La reina Perséfone, no obstante, puede ser benigna y misericordiosa. Es fiel a Hades, pero no tiene hijos con él y prefiere la compañía de Hécate, diosa de las brujas, a la de él. El propio Zeus honra a Hécate tanto que nunca le niega la antigua facultad de la que ha gozado siempre: la de conceder o negar a los mortales cualquier don que deseen. Tiene tres cuerpos y tres cabezas: de león, perro y yegua.

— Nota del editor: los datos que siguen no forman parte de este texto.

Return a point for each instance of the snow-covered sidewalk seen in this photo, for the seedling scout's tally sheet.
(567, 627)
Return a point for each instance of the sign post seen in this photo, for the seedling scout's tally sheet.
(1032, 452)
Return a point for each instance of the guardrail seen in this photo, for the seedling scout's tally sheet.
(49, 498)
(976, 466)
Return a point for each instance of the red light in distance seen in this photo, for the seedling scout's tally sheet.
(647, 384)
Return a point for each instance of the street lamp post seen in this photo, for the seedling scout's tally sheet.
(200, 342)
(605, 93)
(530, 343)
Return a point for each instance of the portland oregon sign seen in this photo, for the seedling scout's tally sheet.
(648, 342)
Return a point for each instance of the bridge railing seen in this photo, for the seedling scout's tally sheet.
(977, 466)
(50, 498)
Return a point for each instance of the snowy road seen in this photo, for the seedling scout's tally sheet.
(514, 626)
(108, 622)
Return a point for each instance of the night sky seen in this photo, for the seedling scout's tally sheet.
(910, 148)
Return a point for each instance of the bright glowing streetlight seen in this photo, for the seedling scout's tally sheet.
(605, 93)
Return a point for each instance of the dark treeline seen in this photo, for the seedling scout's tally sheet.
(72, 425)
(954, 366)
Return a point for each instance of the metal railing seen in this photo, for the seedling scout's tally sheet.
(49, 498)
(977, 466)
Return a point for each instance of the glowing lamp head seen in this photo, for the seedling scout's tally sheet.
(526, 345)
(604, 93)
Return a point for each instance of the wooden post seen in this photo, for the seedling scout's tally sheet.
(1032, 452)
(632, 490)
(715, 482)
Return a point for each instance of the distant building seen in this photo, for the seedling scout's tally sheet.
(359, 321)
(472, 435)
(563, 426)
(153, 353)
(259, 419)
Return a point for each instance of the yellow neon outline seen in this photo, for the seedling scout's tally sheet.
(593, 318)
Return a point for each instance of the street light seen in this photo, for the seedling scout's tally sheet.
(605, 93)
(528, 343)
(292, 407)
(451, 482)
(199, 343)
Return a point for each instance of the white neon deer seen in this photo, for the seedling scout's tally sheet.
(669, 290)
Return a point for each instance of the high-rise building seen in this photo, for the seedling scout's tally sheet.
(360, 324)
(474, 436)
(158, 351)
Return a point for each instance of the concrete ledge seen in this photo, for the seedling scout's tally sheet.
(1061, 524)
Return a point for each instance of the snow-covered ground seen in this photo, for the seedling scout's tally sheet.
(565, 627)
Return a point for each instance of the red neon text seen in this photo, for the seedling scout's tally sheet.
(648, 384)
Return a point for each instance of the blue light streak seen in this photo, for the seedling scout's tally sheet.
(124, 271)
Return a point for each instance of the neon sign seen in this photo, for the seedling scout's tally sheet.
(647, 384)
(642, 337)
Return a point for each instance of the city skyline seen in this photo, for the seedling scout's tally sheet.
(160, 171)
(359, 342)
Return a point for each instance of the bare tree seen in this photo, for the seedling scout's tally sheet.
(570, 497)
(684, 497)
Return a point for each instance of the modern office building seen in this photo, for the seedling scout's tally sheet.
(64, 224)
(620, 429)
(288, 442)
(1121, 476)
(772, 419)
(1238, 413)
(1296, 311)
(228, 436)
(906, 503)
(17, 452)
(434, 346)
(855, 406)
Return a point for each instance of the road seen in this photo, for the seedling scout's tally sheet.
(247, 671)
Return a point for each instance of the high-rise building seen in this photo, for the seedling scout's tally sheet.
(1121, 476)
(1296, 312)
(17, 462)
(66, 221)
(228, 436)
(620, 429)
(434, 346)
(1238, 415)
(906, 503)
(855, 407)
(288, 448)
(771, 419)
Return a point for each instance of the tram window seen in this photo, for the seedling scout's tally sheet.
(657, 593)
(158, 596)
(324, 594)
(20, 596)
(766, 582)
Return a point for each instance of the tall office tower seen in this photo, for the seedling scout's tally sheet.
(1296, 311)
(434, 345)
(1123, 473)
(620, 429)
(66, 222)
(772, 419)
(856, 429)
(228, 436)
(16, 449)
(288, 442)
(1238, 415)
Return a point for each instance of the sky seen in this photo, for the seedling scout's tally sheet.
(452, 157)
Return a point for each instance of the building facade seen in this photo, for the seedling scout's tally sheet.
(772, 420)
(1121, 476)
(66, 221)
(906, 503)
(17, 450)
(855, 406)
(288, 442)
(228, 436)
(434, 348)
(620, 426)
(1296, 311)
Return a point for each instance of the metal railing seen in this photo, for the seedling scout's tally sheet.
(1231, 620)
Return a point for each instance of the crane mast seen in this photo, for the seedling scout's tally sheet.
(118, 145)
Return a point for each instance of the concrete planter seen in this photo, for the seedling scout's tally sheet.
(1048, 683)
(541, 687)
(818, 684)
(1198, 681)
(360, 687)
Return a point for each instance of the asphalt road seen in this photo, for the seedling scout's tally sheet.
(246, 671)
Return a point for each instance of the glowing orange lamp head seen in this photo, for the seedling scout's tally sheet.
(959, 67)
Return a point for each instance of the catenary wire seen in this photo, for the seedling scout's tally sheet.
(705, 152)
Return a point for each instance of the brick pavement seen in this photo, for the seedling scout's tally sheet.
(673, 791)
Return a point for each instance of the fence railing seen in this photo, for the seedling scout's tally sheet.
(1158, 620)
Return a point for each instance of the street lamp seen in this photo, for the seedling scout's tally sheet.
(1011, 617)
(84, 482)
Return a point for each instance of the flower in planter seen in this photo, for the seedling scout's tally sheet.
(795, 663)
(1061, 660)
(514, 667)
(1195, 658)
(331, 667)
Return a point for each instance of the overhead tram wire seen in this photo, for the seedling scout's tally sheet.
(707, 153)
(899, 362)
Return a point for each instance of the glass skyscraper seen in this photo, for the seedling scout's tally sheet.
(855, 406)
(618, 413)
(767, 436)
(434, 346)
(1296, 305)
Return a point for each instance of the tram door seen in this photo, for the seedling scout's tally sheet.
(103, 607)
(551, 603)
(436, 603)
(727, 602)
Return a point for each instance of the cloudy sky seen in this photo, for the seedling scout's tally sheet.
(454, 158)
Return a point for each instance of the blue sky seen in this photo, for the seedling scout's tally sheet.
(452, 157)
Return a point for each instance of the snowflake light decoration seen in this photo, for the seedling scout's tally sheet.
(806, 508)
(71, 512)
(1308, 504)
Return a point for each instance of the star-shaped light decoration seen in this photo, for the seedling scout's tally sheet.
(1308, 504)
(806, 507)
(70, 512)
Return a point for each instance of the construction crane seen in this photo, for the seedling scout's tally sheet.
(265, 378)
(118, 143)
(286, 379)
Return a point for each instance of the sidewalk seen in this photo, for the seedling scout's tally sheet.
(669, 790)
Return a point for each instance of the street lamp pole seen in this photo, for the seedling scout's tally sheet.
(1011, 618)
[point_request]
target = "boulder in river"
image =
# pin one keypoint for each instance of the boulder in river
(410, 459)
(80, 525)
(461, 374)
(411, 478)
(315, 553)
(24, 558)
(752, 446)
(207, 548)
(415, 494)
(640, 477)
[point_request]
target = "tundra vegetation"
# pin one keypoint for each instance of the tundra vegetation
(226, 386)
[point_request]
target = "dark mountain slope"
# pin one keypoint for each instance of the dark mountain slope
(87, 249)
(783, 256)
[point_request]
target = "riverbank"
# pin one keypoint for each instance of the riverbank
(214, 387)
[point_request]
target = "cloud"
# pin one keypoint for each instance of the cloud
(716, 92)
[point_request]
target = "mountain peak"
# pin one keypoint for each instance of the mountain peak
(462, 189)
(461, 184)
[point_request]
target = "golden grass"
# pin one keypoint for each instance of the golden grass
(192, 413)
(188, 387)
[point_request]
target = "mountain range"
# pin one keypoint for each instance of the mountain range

Tisífone, Alecto y Megera, las Erinias o Furias, viven en el Erebo y son más viejas que Zeus o que cualquiera de los otros olímpicos. Su tarea consiste en oír las quejas de los mortales contra la insolencia de los jóvenes con los ancianos, de los hijos con los padres, de los huéspedes con los anfitriones, y de los amos de casa o ayuntamientos con los suplicantes, y castigar esos delitos acosando a los culpables implacablemente, sin descanso
ni pausa, de ciudad en ciudad y de país en país. Esas Erinias son viejas, con serpientes por cabellera, cabezas de perro, cuerpos negros como el carbón, alas de murciélago y ojos inyectados de sangre. Llevan en las manos azotes tachonados con bronce y sus víctimas mueren atormentadas. Es imprudente mencionarlas por su nombre en la conversación; de aquí que se las llame habitualmente Euménides, que significa «las bondadosas», así como a Hades se le llama Plutón o Pluto, «el Rico».